John E. Miller

Ex-legislator noted for financial acuity

Former longtime state Rep. John E. Miller died Wednesday night at his home in Melbourne at age 85.

The cause of death was not immediately known Thursday.

Legislators who served alongside Miller said he will be remembered most for his knowledge about state finances, as well as his lighthearted manner that turned serious when it was time to work.

The former colleagues described Miller as a leader, teacher, devout Christian and asset to the state, who gained the respect of everybody with whom he worked.

“He cared about people, and he really wanted to help people and help the state,” said John Paul Capps, a former state representative and senator who served alongside Miller for 36 years. “John was a very, very influential person. You don’t see people like that come along all that often, and when they do, they make a profound difference.”

Miller, a Democrat, represented Izard County and portions of Independence and Sharp counties in the Arkansas General Assembly for 20 terms, starting in 1959. He retired in 1998.

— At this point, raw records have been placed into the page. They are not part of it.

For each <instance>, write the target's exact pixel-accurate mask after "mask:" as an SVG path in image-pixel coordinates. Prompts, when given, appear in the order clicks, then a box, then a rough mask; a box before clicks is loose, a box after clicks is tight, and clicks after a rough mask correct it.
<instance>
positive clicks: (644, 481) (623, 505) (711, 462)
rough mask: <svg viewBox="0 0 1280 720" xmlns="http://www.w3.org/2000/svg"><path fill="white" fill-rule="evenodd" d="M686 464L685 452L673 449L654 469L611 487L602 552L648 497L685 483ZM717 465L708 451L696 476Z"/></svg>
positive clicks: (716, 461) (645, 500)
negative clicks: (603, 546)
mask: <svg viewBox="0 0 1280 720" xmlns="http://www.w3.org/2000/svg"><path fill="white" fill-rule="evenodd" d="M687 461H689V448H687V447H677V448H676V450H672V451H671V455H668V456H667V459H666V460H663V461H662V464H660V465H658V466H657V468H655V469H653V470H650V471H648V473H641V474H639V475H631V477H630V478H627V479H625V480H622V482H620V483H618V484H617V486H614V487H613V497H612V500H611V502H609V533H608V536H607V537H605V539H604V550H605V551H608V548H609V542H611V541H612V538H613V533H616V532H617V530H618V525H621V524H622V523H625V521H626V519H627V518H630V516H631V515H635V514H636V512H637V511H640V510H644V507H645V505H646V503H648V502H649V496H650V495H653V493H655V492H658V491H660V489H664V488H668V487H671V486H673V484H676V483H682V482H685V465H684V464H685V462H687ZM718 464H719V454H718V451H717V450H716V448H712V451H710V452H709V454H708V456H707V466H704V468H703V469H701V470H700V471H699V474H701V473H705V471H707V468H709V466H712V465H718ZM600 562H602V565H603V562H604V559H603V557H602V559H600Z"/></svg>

During his 40 years in the state Legislature, Miller was a member of the House Revenue and Taxation Committee, the House Insurance and Commerce Committee, the Joint Committee on Advanced Communications and Information Technology, and the Joint Committee on Energy. He served for a period as the House chairman of the Joint Budget Committee, and he was the speaker of the House in the 1979-80 session.

Capps said that though Miller was a well-rounded legislator, state finances were his true expertise.

“I can remember him standing there on the floor of the House presenting budget bills,” Capps said. “It was just a routine thing that people got bored with, like driving down an interstate with no curves in the road. But John would stand up there for hours and explain every budget and answer every question.”

Miller graduated from Arkansas State University at Jonesboro in 1949 with a degree in chemistry. In November of that year, he married Ruby Robertson. They had three children, David Miller, Martha Miller and Naomi Roper; eight grandchildren and 12 great-grandchildren.

Before running for state office, Miller served four years as the Izard County clerk. According to his obituary, Miller also worked at Reynolds Metal Co. in Saline County. He then returned to Melbourne to open an insurance agency, title abstract business and real-estate brokerage before entering public service.

According to an article published in the Arkansas Democrat-Gazette in 1993, one of Miller’s accomplishments was championing the construction of a new state office building, known as Big Mac II, on the Capitol grounds. It was noted in the article that the process by which Miller had the budget bills passed to help finance Big Mac II was “Miller personified”: “He fought for what he believed, refused to quit, and came out on top.”

Later in his tenure, Miller willingly shared his institutional knowledge with anyone who wanted to learn, former legislators said.

“Here I was, a freshman, 24 years old. I was new, and he could have looked right past me,” said former state Rep. Shane Broadway, who served his first term in the House as Miller was serving his last. “He was very knowledgeable, and he was a great teacher on the House and how it functioned. That’s what I’ll always remember him for.”

Gov. Mike Beebe said Miller acted as his legislative mentor when he started his tenure in the state Senate in the early 1980s.

“John Miller was one of the men who taught me how Arkansas’s budget worked when I arrived in the Senate,” Beebe said in an emailed statement. “He was a force to be reckoned with, a man who commanded respect throughout state government. But most importantly, even with all the power and influence that his 40 years in the House afforded him, John always remained a consummate gentleman and a good friend.”